Even a well known venue just being open as a bar serving food during the day can not necessarily transfer the busy nights into equally busy days. Even on my rare trips to London I’m always amazed at how quiet cool pubs that are also well known venues can be during the day.
In this regard Cake Shop would come to Edinburgh with a distinct advantage. Those who know its reputation would consider it a place they would be as likely to visit during the day as at night and those that are unaware of its worldwide reputation will not have that expectation that it is just a place to go to at night and also give it a chance.
That isn’t to say it wouldn’t face all the problems others face these days of getting people out at night and away from their TV screens and once out actually spending enough money to pay the many overheads. Folk are so obsessed with their phones and being online now that whether they are making a coffee last for hours during the day or nursing a drink at night it seems to be forgotten that providing people with a place to eat, drink, meet friends and maybe see a band does not come cheap.
With an international reputation it would certainly be a destination for tourists though they have always prided themselves on being a neighbourhood bar for locals so hopefully they would get a good mix of folk. Luckily they have even more strings to their bow. Comedy nights also became very popular at Cake Shop NYC and artists were encouraged to get involved too.

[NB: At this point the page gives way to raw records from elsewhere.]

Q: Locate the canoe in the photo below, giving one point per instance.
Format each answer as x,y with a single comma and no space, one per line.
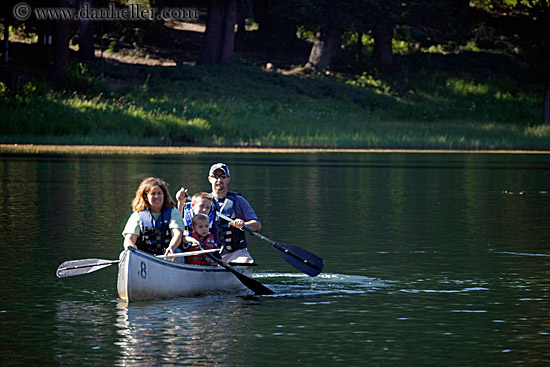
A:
142,276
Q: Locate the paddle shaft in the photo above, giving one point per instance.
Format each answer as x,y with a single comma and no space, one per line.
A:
66,267
250,283
301,259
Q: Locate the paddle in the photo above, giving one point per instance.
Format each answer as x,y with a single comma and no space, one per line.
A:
248,282
301,259
85,266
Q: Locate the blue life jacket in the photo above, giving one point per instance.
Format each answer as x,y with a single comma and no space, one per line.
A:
155,235
206,244
188,214
231,238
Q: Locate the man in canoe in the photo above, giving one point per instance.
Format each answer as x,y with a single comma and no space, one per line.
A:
233,205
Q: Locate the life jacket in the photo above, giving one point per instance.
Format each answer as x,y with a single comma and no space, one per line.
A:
231,238
207,243
155,235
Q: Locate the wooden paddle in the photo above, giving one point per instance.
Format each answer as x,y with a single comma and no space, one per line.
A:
301,259
84,266
248,282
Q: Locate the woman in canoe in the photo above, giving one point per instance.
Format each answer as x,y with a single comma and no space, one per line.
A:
155,226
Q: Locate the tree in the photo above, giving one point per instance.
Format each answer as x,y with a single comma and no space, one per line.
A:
525,24
219,38
328,41
86,35
61,44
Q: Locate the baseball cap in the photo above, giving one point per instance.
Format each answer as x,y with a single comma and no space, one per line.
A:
221,166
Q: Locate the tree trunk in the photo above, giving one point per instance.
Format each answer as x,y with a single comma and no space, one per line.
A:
546,105
219,38
328,40
86,35
228,40
61,44
6,41
463,11
243,11
383,54
359,48
157,22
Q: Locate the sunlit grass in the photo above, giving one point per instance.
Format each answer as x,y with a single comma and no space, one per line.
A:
242,105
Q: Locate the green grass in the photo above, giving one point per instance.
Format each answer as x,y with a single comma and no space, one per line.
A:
436,104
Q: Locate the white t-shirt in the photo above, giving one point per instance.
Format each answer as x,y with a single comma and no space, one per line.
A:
133,224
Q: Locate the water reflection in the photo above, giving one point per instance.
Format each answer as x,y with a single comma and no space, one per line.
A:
194,330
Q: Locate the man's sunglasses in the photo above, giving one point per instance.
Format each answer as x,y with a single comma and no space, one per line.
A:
222,176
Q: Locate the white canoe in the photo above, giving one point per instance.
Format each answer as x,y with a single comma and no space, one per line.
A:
142,276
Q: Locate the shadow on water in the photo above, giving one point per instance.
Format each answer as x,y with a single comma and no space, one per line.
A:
296,285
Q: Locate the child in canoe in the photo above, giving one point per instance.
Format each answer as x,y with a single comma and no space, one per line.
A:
201,203
200,225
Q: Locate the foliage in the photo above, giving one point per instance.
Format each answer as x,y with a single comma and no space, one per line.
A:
423,105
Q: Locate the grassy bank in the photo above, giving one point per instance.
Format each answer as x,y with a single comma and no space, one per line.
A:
432,102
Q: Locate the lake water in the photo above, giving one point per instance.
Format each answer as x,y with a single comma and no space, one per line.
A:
430,260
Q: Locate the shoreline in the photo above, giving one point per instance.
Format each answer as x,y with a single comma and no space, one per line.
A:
182,150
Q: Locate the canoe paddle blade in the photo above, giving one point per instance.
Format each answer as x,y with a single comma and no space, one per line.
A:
301,259
80,267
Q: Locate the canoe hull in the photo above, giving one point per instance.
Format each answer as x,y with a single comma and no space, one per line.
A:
142,276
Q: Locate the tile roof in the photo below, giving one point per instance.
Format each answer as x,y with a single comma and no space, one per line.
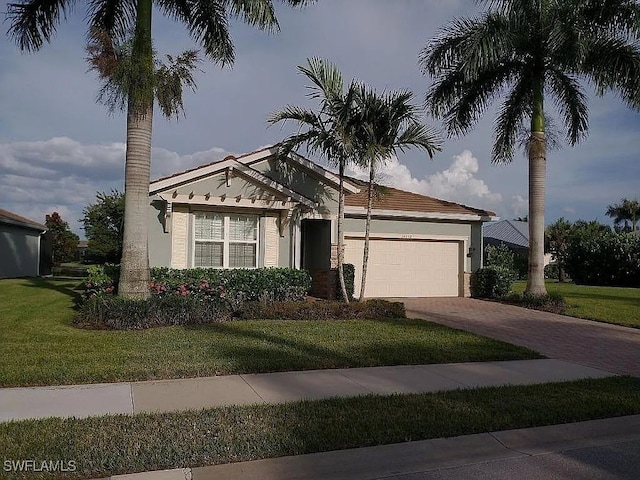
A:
228,157
508,231
14,219
395,199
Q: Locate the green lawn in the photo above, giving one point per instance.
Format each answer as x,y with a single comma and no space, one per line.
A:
103,446
39,346
605,304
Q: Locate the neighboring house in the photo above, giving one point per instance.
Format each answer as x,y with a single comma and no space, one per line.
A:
513,233
20,246
257,211
81,250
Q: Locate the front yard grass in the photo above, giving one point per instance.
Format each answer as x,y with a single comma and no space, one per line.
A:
620,306
103,446
39,346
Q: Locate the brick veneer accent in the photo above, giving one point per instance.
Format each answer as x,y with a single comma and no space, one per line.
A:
323,284
466,285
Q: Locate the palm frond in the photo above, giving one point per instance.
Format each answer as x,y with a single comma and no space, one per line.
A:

Most of all what I think gives them such a good chance of making things work over here is that they are very hands-on and incredibly enthusiastic. They have no expectation that things will be easy but they are confident that with all they have to offer they will compliment what Edinburgh has already and let’s face it that is getting less and less on almost a monthly basis.
They always said they would never get rich doing Cake Shop but it was something Nick, Judy and Andy all loved as did so many of those who visited the place. Such is their reputation that they have not been short of offers from those wanting them to get involved in other projects and it really would certainly help if they received some encouragement to come to Edinburgh.
What worries me most is summed up in an enquiry I had yesterday. “Would they consider coming to Glasgow”. Don’t let that happen Edinburgh!
Money’s too tight to mention for music backers
I hear Edinburgh may be getting its own Music Champion, which, approached correctly, could be a very good idea indeed. My biggest concern is that even when Edinburgh council do embrace an issue they move at a pace that is so slow that events are almost guaranteed to overtake it.
A couple of times recently when dealing with the council they have genuinely considered two years to be nothing in “council time”, which is odd given a council’s own lifespan. Edinburgh needs to meet all the issues being faced by venues and the wider music industry head on and we can only hope that after the May elections these issues are given some priority given that there are of course more serious matters to be dealt with too.
Speaking of music champions, it is obvious that both classical music and the visual arts have their sponsors and benefactors and by coincidence, recently a couple of people have asked the question “where are the financial champions” for popular music, given how much money big pop stars make. Now I’m not exactly sure who they were thinking of and really should have thought to ask, but though I can see their point, while there is a history of wealthy families supporting the arts, there is little evidence of those artists that have made their fortunes directly putting their money back into helping others get started.
Don’t get me wrong, many do a lot of charitable work and of course there is a mountain of lottery funding aimed at young people already, but the simple stuff like a big band keeping their local record shop or venue going is not something I can ever remember coming across.
Maybe this is something that could be a UK thing. Bands could apply to the Radiohead Foundation for help or God help us, maybe one day there will be an Ed Sheeran school for buskers. Still not sure who they were thinking of for Scotland. Maybe they were counting Rod Stewart!